Q: "This invention" meaning the invention claimed in the 614 Patent, correct?

A: Yes.

Reference: Miller Cross, AR, Vol. III, Tab 6, p. 511 (q. 87-90)

54. Thus, a person skilled in the art reading this patent would understand that one of the preferred embodiments of the invention is the removal of 200 proof alcohol, stearic acid, and talc. The remaining components in an abridged composition would be those listed in Claim 1 plus starch.

55. According to Ratiopharm's proposed construction, the composition covered by Claim 1 cannot contain starch because it is not specifically listed in Claim 1. Ratiopharm's construction is therefore inconsistent with one of the preferred embodiments of the invention.

(Abbott's Memorandum of Fact and Law)

[64] Thus, Dr. Amidon is referring to what might be considered to be ingredients incidental to the abridged composition; that is, contrary to Ratiopharm's argument, they are of no consequence to the formulation claimed in the '614 Patent. Therefore, I find that Ratiopharm's argument does not give a fair reading to Dr. Amidon's evidence considered in context.

DMC comment: The Court expressly rejected American jurisprudence and practice as support for a literal interpretation of the phrase “consisting essentially of” as having no support in Canadian law.

[68] Second, Ratiopharm's support for a literal interpretation of the words "consisting essentially of" comes from American patent jurisprudence and practice. Based on this support, Ratiopharm presents the following argument:

55. The phrase "consisting essentially of" has been construed by U.S. courts to limit the scope of a patent claim to the specified materials or steps and those that do not materially affect the basic and novel characteristics of the alleged invention.

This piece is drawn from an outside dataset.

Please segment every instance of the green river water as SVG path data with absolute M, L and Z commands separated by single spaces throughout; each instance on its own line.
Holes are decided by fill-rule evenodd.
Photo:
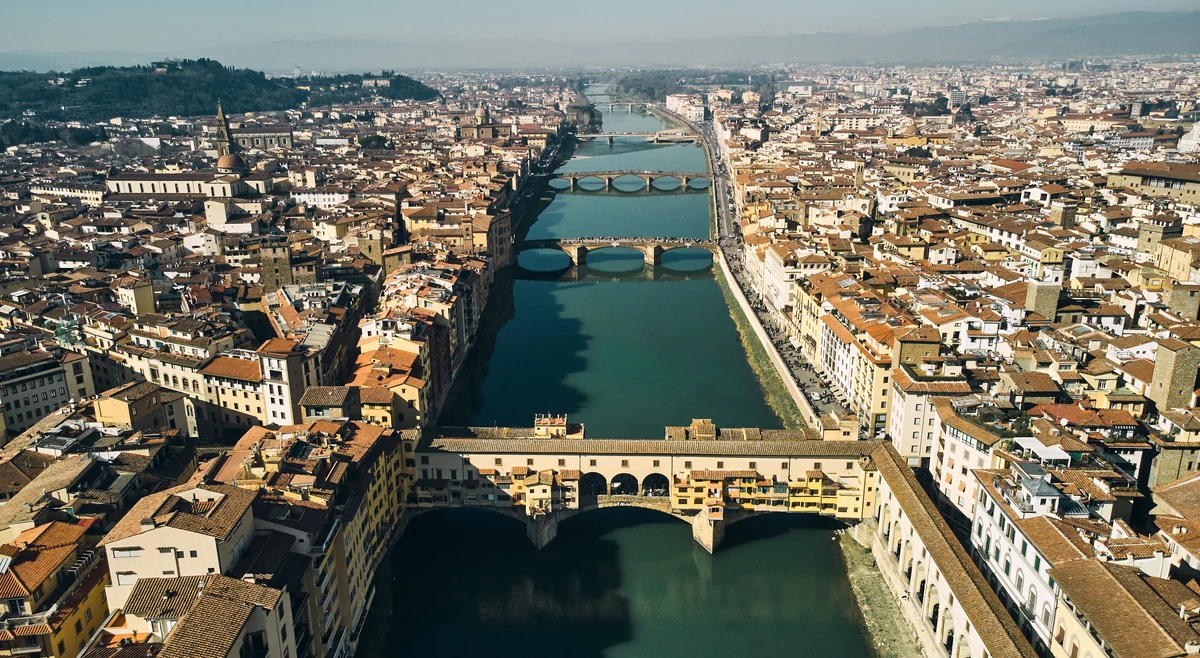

In re Herz, 537 F. 2d 549 at 551-552 (CCPC, 1976). U.S., United States Patent and Trademark Office, Manual of Patent Examining Procedure, (Eagen, MN: West, 2004) at para. 2111.03. (Ratiopharm's Memorandum of Fact and Law)

While Ratiopharm concedes that the American authorities are not binding in Canada, it argues that they are persuasive. When this argument was presented in the course of the oral hearing of the present Application, Mr. Mason had this to say:

[...] In construing the claim, the courts consider not only the literal meaning of its terms but also the prior art and the prosecution history of the patent.

That is how courts in the United Statesconstrue claims. It is called "literal construction." They look at the words of the claim and construe them literally with reference to extrinsic evidence.

In Canada, a court is prohibited from looking at extrinsic evidence. It is not allowed. It is in Whirlpool, and I can take you to the reference, if you like, my Lord. Justice Binnie says you are not allowed to look at extrinsic evidence to construe a Canadian patent.

(Transcript, p.503)

As a result, I find Ratiopharm's American jurisprudence and practice support for a literal interpretation is irrelevant to the claim construction issue in the present Application. Indeed, I find that Ratiopharm's literal interpretation argument has no support in Canadian law.